For many people e-mail has become a communication black hole with an inbox that is out of control. As we drown in e-mail we hope to find salvation in exciting new communication platforms like Slack, Teams and Workplace that promise to streamline your messaging and help teams work more efficiently. The problem is that even if we start using new platforms we can't escape the gravitational pull of e-mail which is still the default communication tool in most organisations. As a result we end up having several communication channels open all day and each of them overflowing. Most days I have e-mail, Skype, Zoom, Messenger, Twitter and Whatsapp all open and although I can't say my own feeds are overwhelming, I can imagine that some people have moved from having only one overloaded communication tool to now having several. The trouble is that easy-to-use communication tools lead to us communicating even more and thus adding to the communicative noise.
This is the topic of an article by Rani Molla in Vox, The productivity pit: how Slack is ruining work. The problem with team platforms like Slack is that they are so easy to use that they facilitate endless discussions that eat up valuable working and thinking time. E-mail "discussions" can be very irritating especially if everyone uses the "reply all" button every time they write something. However in platforms like Slack, these chatty discussions go viral and the channel becomes extremely noisy and hard to switch off due to fear of missing out or being seen as anti-social. We often confuse communication with productivity. People or groups who are "noisy", in speech or in writing, are generally considered more active and therefore more productive/effective than those who are quiet. We get worried about students who are silent or groups who don't seem to be discussing as actively as others. If you don't contribute to the discussion you aren't doing your job, though in reality the reverse may be truer.
Remote workers are under particular strain to prove that they are working. For people not in an office, messaging colleagues or posting information becomes a way of demonstrating that they are doing their jobs.
There's also a link to our physical work spaces that are increasingly open and flexible to facilitate teamwork and spontaneous brainstorming. The problem here is that it's very hard to concentrate when there are dynamic discussions going on nearby. You can't help overhearing or wanting to join in the fun. Once again we reward and encourage noise rather than silence. Combine the noise in the physical environment to all the digital noise and we have a major problem.

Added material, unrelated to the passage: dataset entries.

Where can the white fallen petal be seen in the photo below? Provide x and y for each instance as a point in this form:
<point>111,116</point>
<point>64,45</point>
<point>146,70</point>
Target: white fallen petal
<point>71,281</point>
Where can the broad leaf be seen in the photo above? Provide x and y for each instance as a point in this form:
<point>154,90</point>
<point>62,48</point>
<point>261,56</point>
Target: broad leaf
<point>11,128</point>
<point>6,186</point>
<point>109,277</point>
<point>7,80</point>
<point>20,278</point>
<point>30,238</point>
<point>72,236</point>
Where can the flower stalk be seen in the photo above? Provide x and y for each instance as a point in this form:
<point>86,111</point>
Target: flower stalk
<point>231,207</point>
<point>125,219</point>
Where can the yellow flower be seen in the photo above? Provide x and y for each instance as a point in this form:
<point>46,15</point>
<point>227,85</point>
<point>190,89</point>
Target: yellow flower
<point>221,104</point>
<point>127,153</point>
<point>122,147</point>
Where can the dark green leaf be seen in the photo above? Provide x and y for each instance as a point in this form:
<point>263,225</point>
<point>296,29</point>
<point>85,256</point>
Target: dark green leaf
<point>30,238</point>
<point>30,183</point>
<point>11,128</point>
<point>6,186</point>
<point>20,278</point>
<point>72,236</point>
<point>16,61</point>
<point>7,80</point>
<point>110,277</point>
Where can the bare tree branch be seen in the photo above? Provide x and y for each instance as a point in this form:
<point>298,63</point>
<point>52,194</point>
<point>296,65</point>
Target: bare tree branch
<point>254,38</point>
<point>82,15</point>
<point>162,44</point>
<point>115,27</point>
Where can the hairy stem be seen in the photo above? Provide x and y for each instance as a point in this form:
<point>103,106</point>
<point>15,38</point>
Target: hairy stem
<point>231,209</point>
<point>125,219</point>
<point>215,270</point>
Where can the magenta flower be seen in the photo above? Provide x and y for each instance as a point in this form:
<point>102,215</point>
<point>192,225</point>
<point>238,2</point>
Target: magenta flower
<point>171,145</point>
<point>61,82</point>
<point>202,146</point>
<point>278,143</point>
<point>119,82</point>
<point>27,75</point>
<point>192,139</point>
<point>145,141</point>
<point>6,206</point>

Keeping up with these conversations can seem like a full-time job. After a while, the software goes from helping you work to making it impossible to get work done ... Also, workplace software doesn’t seem to have supplanted the very thing it was supposed to fix: email. Most people use both.
The success of workplace software is because they offer similar rewards to the social media platforms we use outside the workplace. They are extremely sticky, stimulating our need for recognition and belonging through likes, emojis and small talk. Of course they can also be used very creatively and can indeed enhance collaboration but on the other hand they can easily eat up lots of valuable time. Their stickiness also leads to them invading your private life.
The outcome of all this for me is that we need to reassess the value of "noisy" communication and stop equating it with productivity, efficiency or creativity. Truly creative ideas often come through silent reflection, free from distraction, but we have somehow forgotten this as we create increasingly noisy environments (the ubiquitous use of non-stop background music in public spaces is a further plague). Noisy communication is good in certain contexts like brainstorming, socialising and meetings but we need to reclaim the right to silence (both verbal and digital) for the really creative work.